Commercial dog meat production is inherently cruel. The animals suffer at every stage, from farming (or capture) through to transport, sale and slaughter.
In South Korea, intensively farmed dogs live for less than a year, often raised in "over the ground" cages. Although these cages are designed so that waste can drain away, in reality they are rarely cleaned, resulting in a filthy build-up.
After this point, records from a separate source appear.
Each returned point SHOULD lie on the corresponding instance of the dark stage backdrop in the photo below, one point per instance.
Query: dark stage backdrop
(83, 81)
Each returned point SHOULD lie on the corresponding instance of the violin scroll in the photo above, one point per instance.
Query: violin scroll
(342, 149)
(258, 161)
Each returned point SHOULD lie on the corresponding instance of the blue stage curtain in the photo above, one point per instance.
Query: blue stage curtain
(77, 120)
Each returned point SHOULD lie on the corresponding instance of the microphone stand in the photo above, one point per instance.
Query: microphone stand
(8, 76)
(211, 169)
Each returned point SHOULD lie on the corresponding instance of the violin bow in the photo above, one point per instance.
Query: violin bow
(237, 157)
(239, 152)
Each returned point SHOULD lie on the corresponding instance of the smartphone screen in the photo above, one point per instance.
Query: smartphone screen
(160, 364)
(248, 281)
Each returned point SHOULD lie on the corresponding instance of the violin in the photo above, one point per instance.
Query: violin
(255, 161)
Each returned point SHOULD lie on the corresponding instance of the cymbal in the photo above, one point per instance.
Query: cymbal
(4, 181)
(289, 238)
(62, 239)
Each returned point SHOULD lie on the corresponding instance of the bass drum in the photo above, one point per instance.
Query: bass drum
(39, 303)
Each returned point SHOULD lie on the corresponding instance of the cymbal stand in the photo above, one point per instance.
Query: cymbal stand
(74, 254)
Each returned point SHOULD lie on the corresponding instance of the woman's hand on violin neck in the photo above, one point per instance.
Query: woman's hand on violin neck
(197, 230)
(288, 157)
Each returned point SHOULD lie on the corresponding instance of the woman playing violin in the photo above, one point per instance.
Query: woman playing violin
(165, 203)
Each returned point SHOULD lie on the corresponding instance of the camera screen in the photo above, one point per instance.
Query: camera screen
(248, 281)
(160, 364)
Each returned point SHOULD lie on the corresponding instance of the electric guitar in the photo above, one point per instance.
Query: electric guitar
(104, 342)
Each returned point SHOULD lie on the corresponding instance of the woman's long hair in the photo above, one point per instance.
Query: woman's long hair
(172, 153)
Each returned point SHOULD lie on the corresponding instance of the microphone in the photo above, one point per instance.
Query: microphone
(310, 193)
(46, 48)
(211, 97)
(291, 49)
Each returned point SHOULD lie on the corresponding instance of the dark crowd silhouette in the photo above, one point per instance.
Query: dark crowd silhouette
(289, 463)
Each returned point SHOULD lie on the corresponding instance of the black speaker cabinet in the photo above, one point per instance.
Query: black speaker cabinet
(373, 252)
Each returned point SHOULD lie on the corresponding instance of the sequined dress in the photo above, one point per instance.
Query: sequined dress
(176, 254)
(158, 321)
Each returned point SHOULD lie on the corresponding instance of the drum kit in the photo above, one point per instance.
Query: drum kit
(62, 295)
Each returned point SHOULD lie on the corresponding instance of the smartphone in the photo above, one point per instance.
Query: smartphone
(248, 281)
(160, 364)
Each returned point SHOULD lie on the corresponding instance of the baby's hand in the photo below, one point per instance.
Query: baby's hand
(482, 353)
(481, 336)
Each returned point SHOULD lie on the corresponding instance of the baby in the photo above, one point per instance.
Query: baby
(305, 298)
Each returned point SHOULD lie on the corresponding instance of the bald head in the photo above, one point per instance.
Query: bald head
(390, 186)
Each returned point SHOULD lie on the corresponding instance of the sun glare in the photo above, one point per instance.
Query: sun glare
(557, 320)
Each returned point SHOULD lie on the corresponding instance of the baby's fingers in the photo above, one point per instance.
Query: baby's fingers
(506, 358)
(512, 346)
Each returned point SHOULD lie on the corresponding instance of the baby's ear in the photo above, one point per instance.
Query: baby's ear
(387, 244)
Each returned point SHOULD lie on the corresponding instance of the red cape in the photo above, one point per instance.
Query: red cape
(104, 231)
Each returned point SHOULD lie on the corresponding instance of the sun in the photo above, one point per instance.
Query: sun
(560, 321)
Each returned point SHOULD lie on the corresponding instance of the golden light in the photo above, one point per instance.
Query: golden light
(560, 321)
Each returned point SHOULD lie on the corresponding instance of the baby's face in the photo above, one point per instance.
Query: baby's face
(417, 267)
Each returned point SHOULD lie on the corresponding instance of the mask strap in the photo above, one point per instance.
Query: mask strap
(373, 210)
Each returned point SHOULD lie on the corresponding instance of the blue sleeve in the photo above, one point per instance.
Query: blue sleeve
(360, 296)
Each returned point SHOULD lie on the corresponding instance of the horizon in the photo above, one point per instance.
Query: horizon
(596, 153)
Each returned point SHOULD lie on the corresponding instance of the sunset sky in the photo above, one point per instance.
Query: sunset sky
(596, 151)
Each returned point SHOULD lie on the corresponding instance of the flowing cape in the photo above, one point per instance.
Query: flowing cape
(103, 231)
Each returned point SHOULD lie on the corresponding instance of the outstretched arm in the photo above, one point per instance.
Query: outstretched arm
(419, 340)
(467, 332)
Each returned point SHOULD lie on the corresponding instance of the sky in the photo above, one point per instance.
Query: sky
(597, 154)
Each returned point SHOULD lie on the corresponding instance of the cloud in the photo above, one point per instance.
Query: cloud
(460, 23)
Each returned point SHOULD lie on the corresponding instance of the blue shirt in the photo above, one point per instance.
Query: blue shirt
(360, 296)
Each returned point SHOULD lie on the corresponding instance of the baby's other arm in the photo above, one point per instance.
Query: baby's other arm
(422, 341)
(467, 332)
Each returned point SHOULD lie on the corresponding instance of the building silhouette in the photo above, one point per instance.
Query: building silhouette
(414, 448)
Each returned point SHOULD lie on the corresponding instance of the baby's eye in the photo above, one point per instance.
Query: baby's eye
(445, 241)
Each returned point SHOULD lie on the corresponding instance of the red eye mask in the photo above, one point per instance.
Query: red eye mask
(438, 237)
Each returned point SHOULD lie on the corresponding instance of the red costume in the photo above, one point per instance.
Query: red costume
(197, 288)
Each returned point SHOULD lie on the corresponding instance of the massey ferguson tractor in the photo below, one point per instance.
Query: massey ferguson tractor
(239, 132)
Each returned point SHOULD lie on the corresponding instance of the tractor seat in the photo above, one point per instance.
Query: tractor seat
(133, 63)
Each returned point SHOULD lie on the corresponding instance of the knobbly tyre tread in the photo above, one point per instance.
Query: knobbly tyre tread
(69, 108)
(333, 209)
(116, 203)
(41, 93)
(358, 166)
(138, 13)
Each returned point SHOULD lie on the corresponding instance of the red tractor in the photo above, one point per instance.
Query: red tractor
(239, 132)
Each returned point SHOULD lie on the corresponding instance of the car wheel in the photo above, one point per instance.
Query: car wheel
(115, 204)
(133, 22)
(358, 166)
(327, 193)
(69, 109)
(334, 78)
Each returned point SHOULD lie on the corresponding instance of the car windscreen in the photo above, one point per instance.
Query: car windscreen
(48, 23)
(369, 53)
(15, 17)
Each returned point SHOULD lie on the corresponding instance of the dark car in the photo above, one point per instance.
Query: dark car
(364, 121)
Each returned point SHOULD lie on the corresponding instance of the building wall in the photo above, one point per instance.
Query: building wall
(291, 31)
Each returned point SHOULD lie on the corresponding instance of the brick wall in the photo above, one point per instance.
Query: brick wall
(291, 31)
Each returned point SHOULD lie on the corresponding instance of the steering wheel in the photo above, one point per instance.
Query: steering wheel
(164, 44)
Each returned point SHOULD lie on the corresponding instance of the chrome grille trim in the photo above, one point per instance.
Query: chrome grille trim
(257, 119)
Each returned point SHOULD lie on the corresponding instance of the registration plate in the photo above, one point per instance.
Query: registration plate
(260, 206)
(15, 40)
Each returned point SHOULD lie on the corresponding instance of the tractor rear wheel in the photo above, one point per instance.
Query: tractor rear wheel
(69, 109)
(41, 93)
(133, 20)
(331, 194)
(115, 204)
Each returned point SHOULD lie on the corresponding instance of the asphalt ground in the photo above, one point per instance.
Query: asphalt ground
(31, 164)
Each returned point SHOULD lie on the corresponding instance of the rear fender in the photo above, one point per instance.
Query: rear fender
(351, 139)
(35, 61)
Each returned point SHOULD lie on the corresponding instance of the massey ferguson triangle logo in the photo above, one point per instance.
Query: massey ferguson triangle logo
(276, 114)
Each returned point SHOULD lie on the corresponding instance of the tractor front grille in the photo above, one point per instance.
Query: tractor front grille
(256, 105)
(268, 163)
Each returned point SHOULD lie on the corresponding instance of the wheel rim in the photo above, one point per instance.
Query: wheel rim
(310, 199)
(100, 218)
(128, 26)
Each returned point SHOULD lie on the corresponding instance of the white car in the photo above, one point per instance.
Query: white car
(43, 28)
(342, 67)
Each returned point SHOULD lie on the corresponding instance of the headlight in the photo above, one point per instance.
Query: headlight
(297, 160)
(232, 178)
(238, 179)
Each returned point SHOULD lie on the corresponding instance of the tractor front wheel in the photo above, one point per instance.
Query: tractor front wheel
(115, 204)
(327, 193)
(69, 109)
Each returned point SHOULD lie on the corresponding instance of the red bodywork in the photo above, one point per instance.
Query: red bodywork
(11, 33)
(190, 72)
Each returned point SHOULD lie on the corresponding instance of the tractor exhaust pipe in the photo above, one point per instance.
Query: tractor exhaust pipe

The dogs are usually fed on scraps from neighboring restaurants or – as a WSPA-funded report discovered – even on other dogs. Apart from the sheer inhumanity of this, it further risks the spread of disease. Fighting over the meager food supply causes aggression and injury, and the overuse of antibiotics is commonplace, introducing these drugs into the humane food chain.
In Thailand, Laos, and Vietnam dogs are swapped for a small item such as a blanket or stolen from the streets. They are then transported – tightly caged for many hours – only to be slaughtered or exported by boat and truck to Vietnam, where they are force fed, sold and slaughtered.
If sales are slow, dogs will remain caged for days or even weeks. Slaughter takes place at markets or make-shift slaughterhouses by 220 volt electrocution to the mouth.
There is simply no humane way to commercially farm or transport dogs. Dogs are:
Eating dog meat isn’t without controversy even in the countries where it is common, including China, South Korea and Vietnam. The dog meat trade is either illegal or unregulated in all the countries where it is most prevalent.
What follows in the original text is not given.